After a three-year roller-coaster ride, the IT industry settled down a bit in 2003. The year seemed to provide a respite from megamergers, monopoly-busting, history-making corporate scandals, and the exhilarating but scary boom-and-bust cycle. Not that anyone was operating on cruise control.
IT managers faced continual assault from a variety of nasty worms, handled user demands for wireless access and figured out how to work 64-bit computing technology into their systems. IT issues spilled into the public domain as politicians around the world grappled with spam and the challenges created by offshore outsourcing. Home users saw an increasing number of consumer electronics products aimed at them from vendors who had once focused solely on the computer market.
Meanwhile, everyone still has an eye peeled for economic recovery. As the year wanes, there are signs of a pickup that might fuel IT spending, and as usual, the pundits have plenty of ideas about what that spending will entail.
Here are the top 10 IT stories of the year, not necessarily in order of importance:
SCO rocks the Linux boat
Just when things appeared to be going great for Linux the world over, a U.S.-made wrench in the works alarmed the open-source faithful. When the SCO Group Inc. filed a lawsuit in March, charging IBM with misappropriation of trade secrets, Linux users saw that the move involved more than a contract dispute. SCO asserts that IBM took proprietary Unix code and put it into the open-source community. This muddies the legal waters for open-source software users, some of whom believe that SCO's terms could restrict Linux users' ability to redistribute source code. Nevertheless, governments and local entrepreneurs around the world continue to develop new variations of Linux and promote open-source software as an alternative to Microsoft's Windows. With such strong winds of change blowing, Linux's sails are not likely to be permanently deflated by the SCO suit, but the legal wrangling is sure to cause continued consternation in the open-source community.

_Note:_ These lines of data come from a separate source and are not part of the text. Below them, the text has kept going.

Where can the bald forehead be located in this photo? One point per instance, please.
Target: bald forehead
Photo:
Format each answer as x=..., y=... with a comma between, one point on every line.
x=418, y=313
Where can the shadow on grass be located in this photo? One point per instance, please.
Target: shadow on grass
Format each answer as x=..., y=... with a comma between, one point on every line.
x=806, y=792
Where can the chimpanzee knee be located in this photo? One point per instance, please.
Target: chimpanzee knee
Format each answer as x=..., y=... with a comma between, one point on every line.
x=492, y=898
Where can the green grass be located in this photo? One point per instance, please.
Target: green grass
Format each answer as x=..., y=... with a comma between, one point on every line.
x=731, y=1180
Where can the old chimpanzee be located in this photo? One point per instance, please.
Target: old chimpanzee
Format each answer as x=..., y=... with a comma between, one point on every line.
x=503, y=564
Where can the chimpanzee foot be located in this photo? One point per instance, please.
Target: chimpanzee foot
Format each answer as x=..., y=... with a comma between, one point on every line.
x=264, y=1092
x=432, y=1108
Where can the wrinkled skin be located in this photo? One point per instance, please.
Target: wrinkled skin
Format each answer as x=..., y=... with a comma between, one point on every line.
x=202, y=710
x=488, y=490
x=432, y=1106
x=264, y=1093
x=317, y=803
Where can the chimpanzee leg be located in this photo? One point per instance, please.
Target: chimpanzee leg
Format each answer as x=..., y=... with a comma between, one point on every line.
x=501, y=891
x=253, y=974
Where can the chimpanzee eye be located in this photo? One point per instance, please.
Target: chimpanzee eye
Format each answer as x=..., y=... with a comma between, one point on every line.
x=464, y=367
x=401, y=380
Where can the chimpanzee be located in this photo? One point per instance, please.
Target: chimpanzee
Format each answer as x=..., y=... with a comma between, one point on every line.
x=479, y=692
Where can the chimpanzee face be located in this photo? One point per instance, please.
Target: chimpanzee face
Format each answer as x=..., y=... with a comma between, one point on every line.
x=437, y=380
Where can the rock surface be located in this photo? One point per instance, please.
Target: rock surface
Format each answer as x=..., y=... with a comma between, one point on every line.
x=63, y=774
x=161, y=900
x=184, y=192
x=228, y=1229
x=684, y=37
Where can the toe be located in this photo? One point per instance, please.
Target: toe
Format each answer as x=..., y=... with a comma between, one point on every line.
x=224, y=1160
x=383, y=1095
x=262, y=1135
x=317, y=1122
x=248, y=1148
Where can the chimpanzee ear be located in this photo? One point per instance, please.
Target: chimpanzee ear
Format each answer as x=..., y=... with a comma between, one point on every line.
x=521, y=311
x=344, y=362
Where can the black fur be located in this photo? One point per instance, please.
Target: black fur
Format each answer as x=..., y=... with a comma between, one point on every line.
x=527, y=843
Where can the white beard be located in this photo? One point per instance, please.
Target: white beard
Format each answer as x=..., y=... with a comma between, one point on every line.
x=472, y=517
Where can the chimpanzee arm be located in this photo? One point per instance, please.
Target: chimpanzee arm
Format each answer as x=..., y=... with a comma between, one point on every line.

Oracle, PeopleSoft, and JD Edwards star in merger drama of the year
Legal battles also added to the drama of PeopleSoft's acquisition of rival ERP (enterprise resource planning) software maker J.D. Edwards and its subsequent fight to ward off a hostile $5.1 billion takeover bid from Oracle. With Oracle acting as spoiler of the J.D. Edwards deal, it got hit with several lawsuits by its takeover target. Adding spice to the affair was the war of words between Oracle's Larry Ellison, in the role of swashbuckling industry captain, and PeopleSoft's Craig Conway, who did his best to portray his rival as a pure opportunist. In any case the fracas is a milestone: The fragmented ERP market has been due for a shake-out, and the Oracle-PeopleSoft bout may end up being just one in a series of M&A events leading to a new chapter in the business applications story, in which there are far fewer characters.